Kevin Bauder recently wrote a series of articles for his “In the Nick of Time” column “Fundamentalism and Scholarship.”
This paragraph stood out to me as one of the key areas of my own weakness:
If we want to produce theological scholars, then we must provide training in the skills that scholars require. This is the role of academic institutions and Ph.D. programs. During graduate and especially postgraduate education, would-be scholars must learn to navigate the literature within their disciplines, master the skills required for scholarly research, and develop those powers of presentation that will be essential for functioning in the scholarly community. During the years of preparation, future scholars must also make their first forays into the academic arena, attending and offering presentations for the learned societies that service their disciplines. Simultaneously, they will begin to develop the networks of relationships that will lead to publishing opportunities. Most importantly, future scholars must begin to focus attention upon the areas of specialization in which they hope to advance the scholarly conversation and thereby to expand the scope of human knowledge.

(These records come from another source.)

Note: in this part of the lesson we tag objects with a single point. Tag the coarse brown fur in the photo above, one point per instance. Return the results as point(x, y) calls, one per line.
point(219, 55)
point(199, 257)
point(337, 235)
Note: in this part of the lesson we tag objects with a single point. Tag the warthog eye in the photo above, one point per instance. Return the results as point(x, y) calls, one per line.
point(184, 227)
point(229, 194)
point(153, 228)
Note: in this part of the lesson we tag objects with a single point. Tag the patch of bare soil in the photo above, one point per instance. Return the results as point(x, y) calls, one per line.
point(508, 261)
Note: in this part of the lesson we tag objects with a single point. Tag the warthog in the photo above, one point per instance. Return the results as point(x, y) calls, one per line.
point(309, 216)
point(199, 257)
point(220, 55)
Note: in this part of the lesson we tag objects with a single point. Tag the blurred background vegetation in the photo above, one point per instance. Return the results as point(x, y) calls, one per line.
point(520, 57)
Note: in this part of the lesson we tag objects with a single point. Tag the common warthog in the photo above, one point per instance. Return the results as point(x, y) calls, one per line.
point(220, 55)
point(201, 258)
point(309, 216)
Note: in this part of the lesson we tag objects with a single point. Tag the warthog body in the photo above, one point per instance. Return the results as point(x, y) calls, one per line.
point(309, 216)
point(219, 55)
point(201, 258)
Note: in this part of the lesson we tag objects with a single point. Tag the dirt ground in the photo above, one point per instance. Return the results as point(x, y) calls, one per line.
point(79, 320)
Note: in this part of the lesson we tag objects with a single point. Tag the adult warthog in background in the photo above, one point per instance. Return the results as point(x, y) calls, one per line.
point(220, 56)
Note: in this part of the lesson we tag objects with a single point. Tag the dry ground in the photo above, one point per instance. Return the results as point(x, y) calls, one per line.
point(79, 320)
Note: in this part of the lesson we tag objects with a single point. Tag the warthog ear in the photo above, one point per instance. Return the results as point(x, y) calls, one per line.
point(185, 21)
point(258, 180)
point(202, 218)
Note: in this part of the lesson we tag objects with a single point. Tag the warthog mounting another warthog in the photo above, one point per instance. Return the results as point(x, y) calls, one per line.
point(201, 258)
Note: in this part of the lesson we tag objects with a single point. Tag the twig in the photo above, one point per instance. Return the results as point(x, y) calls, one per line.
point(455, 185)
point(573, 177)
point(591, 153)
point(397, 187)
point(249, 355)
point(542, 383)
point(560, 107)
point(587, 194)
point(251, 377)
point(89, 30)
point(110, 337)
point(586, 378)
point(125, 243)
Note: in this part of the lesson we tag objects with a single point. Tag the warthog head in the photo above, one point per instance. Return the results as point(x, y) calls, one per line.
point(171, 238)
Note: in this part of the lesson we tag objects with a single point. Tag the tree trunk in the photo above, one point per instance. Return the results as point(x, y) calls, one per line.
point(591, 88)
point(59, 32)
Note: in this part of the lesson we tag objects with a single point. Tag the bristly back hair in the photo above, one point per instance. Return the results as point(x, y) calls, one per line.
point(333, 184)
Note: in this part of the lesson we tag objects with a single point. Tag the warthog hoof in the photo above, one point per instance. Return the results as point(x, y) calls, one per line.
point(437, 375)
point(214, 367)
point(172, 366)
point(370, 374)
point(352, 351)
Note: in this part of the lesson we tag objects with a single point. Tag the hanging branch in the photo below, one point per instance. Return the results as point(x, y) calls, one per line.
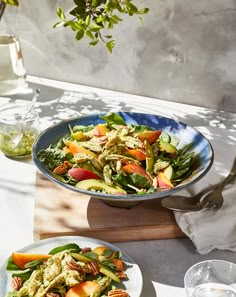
point(2, 8)
point(92, 18)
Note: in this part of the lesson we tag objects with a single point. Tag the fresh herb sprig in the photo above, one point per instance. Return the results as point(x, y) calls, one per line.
point(94, 18)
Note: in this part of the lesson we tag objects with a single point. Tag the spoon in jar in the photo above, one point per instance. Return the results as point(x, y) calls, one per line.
point(17, 139)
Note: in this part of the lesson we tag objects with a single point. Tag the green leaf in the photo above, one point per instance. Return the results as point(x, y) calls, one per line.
point(60, 13)
point(87, 20)
point(57, 24)
point(11, 2)
point(24, 274)
point(70, 246)
point(110, 45)
point(33, 264)
point(93, 43)
point(75, 25)
point(89, 34)
point(79, 34)
point(11, 265)
point(112, 118)
point(140, 181)
point(143, 11)
point(95, 27)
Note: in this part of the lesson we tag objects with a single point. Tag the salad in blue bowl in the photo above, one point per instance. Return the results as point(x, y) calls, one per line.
point(123, 157)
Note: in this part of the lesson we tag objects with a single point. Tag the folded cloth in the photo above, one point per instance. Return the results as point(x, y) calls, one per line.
point(213, 229)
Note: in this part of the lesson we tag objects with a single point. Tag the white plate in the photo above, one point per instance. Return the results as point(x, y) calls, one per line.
point(133, 285)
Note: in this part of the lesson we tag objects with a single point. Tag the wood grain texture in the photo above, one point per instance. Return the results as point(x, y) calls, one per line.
point(59, 211)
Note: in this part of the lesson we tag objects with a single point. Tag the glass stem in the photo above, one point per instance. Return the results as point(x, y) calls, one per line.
point(2, 8)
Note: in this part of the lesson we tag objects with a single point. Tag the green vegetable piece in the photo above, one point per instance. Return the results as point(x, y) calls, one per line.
point(113, 119)
point(174, 140)
point(71, 246)
point(109, 273)
point(169, 172)
point(165, 136)
point(140, 181)
point(99, 185)
point(149, 156)
point(103, 269)
point(81, 257)
point(166, 147)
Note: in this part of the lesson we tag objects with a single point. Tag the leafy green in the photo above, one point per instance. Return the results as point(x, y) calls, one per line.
point(71, 246)
point(113, 119)
point(140, 181)
point(11, 265)
point(51, 157)
point(11, 2)
point(93, 18)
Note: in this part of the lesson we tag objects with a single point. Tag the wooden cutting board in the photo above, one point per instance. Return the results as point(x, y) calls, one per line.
point(59, 211)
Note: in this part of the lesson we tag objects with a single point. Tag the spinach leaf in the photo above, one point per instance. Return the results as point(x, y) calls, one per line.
point(71, 246)
point(24, 274)
point(140, 181)
point(11, 265)
point(113, 119)
point(51, 157)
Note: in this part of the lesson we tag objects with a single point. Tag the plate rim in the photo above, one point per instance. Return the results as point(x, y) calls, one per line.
point(128, 197)
point(70, 239)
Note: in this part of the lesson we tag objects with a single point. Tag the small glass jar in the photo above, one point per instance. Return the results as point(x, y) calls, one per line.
point(18, 129)
point(12, 70)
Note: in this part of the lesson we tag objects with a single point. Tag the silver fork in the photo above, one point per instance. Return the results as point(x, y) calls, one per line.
point(210, 197)
point(215, 199)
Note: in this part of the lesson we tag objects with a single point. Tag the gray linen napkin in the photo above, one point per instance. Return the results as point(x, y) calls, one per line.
point(213, 229)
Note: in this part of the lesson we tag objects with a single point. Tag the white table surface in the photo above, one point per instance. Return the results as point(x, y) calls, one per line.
point(163, 262)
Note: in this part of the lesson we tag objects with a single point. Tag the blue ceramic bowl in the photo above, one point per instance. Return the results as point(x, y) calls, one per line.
point(202, 149)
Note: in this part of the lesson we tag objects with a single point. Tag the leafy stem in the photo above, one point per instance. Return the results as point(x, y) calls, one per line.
point(94, 18)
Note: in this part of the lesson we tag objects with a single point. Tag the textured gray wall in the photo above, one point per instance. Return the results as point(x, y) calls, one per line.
point(185, 51)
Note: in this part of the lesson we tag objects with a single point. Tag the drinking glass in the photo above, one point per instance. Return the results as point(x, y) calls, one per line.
point(211, 278)
point(19, 127)
point(12, 70)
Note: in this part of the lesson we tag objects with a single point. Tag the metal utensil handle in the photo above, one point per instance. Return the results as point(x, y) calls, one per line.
point(32, 103)
point(230, 177)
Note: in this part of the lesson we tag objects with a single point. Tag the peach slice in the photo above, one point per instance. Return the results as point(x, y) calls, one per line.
point(20, 259)
point(100, 130)
point(137, 154)
point(75, 148)
point(163, 181)
point(134, 168)
point(83, 289)
point(150, 136)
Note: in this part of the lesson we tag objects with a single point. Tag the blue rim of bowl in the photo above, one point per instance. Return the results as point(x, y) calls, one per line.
point(128, 197)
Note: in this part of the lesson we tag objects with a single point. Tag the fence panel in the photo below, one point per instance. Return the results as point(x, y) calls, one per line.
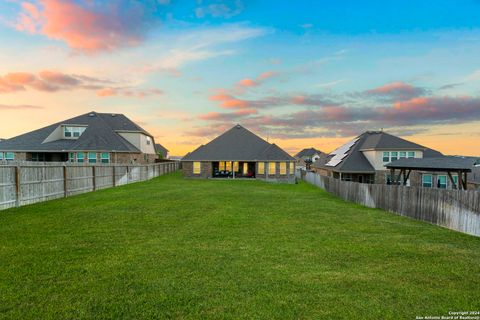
point(40, 183)
point(454, 209)
point(8, 197)
point(23, 183)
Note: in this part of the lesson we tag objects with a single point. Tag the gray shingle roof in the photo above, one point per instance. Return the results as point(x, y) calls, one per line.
point(238, 144)
point(355, 160)
point(433, 164)
point(100, 135)
point(386, 141)
point(308, 152)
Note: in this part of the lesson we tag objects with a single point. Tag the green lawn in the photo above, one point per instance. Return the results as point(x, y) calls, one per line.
point(178, 248)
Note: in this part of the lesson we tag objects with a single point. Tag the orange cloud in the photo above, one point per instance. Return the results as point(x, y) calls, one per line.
point(89, 28)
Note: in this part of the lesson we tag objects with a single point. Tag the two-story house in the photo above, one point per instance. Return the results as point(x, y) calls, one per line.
point(89, 138)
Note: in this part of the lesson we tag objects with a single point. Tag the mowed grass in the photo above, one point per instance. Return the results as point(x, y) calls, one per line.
point(178, 248)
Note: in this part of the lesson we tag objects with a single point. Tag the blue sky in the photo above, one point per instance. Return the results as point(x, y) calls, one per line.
point(305, 73)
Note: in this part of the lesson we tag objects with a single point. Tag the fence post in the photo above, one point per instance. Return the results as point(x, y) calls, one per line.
point(65, 186)
point(113, 176)
point(94, 182)
point(17, 186)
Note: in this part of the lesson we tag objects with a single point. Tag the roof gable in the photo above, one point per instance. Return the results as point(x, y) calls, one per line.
point(100, 135)
point(238, 144)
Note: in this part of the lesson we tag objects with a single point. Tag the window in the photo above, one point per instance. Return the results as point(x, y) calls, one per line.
point(261, 168)
point(427, 180)
point(92, 157)
point(386, 156)
point(442, 182)
point(196, 167)
point(388, 178)
point(455, 179)
point(105, 157)
point(271, 168)
point(9, 156)
point(73, 132)
point(283, 168)
point(67, 132)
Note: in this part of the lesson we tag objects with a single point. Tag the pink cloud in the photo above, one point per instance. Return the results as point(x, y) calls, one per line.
point(397, 90)
point(86, 28)
point(52, 81)
point(128, 92)
point(247, 83)
point(265, 75)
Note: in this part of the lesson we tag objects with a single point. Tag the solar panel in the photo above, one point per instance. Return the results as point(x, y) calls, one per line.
point(340, 153)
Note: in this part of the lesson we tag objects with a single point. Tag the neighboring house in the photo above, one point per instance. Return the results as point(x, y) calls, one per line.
point(239, 153)
point(89, 138)
point(308, 156)
point(161, 151)
point(473, 181)
point(364, 158)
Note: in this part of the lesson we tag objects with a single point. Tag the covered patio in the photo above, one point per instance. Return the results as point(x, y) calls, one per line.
point(450, 165)
point(233, 169)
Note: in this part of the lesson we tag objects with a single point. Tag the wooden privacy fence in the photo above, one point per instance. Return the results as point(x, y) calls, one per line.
point(454, 209)
point(26, 184)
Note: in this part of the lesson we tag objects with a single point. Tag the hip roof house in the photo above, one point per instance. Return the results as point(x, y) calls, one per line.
point(239, 153)
point(364, 158)
point(89, 138)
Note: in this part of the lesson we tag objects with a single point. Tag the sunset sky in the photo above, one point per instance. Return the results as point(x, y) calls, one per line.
point(302, 73)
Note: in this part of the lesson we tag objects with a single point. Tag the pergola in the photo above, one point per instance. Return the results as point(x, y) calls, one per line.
point(460, 166)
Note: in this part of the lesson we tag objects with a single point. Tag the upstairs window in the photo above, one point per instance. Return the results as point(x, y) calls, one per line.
point(427, 180)
point(9, 156)
point(386, 156)
point(196, 167)
point(221, 166)
point(261, 168)
point(442, 182)
point(283, 168)
point(271, 168)
point(73, 132)
point(92, 157)
point(105, 157)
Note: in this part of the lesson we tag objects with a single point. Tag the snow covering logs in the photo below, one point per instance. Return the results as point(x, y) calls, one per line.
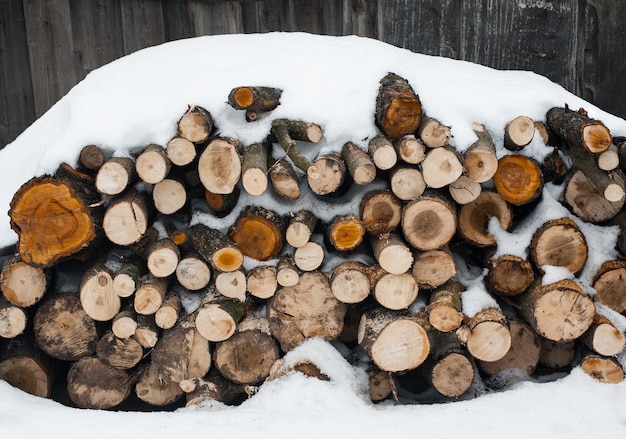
point(181, 274)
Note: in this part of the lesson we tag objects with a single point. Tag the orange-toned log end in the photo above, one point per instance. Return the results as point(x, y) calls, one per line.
point(257, 237)
point(51, 220)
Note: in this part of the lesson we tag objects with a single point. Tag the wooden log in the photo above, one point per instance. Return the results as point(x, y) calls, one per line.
point(429, 222)
point(91, 384)
point(196, 124)
point(394, 341)
point(519, 179)
point(398, 109)
point(219, 165)
point(474, 217)
point(63, 329)
point(292, 323)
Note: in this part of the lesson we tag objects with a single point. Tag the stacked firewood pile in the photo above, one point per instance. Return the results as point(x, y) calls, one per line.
point(168, 277)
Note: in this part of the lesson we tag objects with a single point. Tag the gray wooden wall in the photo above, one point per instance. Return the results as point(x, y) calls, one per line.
point(47, 46)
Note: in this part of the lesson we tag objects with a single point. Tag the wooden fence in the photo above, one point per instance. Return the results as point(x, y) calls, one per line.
point(47, 46)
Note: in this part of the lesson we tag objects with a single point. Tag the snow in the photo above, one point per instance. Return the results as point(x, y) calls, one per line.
point(332, 81)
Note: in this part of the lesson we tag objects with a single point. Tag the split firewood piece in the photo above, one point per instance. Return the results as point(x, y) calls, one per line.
point(441, 167)
point(519, 179)
point(126, 218)
point(486, 335)
point(518, 133)
point(393, 291)
point(382, 152)
point(523, 353)
point(445, 308)
point(247, 357)
point(474, 218)
point(433, 133)
point(327, 174)
point(218, 316)
point(480, 159)
point(284, 179)
point(392, 254)
point(345, 232)
point(603, 337)
point(410, 149)
point(407, 182)
point(219, 165)
point(156, 388)
point(291, 323)
point(602, 368)
point(559, 311)
point(262, 281)
point(578, 129)
point(359, 164)
point(150, 294)
point(395, 341)
point(254, 168)
point(398, 108)
point(433, 268)
point(62, 328)
point(429, 222)
point(121, 353)
point(254, 98)
point(115, 175)
point(381, 212)
point(559, 243)
point(196, 124)
point(258, 232)
point(350, 282)
point(509, 275)
point(54, 217)
point(22, 284)
point(97, 296)
point(217, 249)
point(180, 151)
point(301, 227)
point(609, 284)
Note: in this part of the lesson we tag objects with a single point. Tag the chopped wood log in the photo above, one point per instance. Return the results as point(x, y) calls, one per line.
point(519, 179)
point(22, 284)
point(509, 275)
point(433, 133)
point(345, 232)
point(578, 129)
point(392, 254)
point(350, 282)
point(559, 243)
point(196, 124)
point(603, 337)
point(359, 164)
point(258, 232)
point(429, 222)
point(291, 323)
point(474, 217)
point(91, 384)
point(116, 175)
point(381, 212)
point(254, 98)
point(63, 329)
point(523, 353)
point(433, 268)
point(382, 152)
point(398, 108)
point(407, 183)
point(254, 168)
point(518, 133)
point(441, 166)
point(395, 342)
point(219, 165)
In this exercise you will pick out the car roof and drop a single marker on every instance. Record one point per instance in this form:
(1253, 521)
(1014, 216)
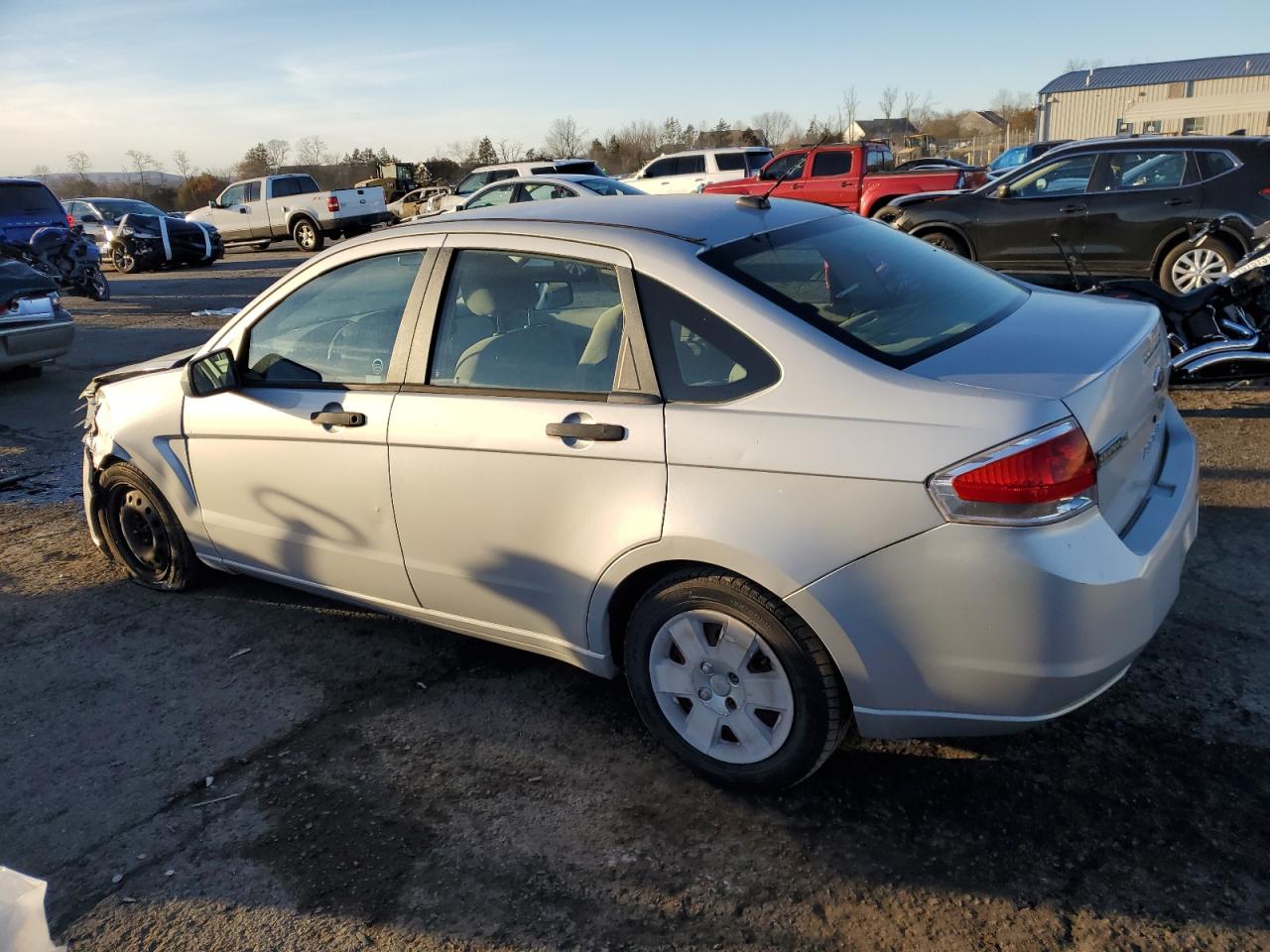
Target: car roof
(706, 220)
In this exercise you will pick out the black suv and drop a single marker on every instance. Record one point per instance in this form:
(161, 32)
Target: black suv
(1124, 204)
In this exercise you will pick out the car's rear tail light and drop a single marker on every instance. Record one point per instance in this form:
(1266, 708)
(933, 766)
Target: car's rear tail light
(1040, 477)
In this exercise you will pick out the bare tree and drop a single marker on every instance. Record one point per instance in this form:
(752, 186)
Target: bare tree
(278, 149)
(141, 163)
(887, 102)
(566, 139)
(775, 125)
(310, 150)
(182, 164)
(79, 163)
(849, 109)
(509, 151)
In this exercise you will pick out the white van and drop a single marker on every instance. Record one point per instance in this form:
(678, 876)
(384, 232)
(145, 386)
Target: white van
(693, 171)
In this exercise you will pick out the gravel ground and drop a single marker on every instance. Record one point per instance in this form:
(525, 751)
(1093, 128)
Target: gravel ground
(362, 782)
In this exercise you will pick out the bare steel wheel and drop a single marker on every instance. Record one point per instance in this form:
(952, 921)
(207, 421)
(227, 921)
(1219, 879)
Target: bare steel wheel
(143, 532)
(731, 680)
(307, 235)
(1192, 268)
(720, 687)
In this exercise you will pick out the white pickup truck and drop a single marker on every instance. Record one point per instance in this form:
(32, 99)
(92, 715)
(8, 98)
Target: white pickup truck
(258, 211)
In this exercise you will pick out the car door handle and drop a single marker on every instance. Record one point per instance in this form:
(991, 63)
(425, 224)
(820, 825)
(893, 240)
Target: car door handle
(587, 430)
(336, 419)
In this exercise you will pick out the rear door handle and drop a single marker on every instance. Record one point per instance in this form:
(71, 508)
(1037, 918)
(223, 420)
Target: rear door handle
(336, 419)
(587, 430)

Fundamentalism has not always been comfortable with such prescriptions. For most of our history, it hasn’t been on our radar screens. But that reticence has been eroding, as evidenced by the new writing and publishing program going on now at my own Bob Jones Seminary.
May the Lord help us to go far and high in scholarship but not in our own estimation of it. May our scholarship instead be a means of increasing our understanding and admiration of the Lord.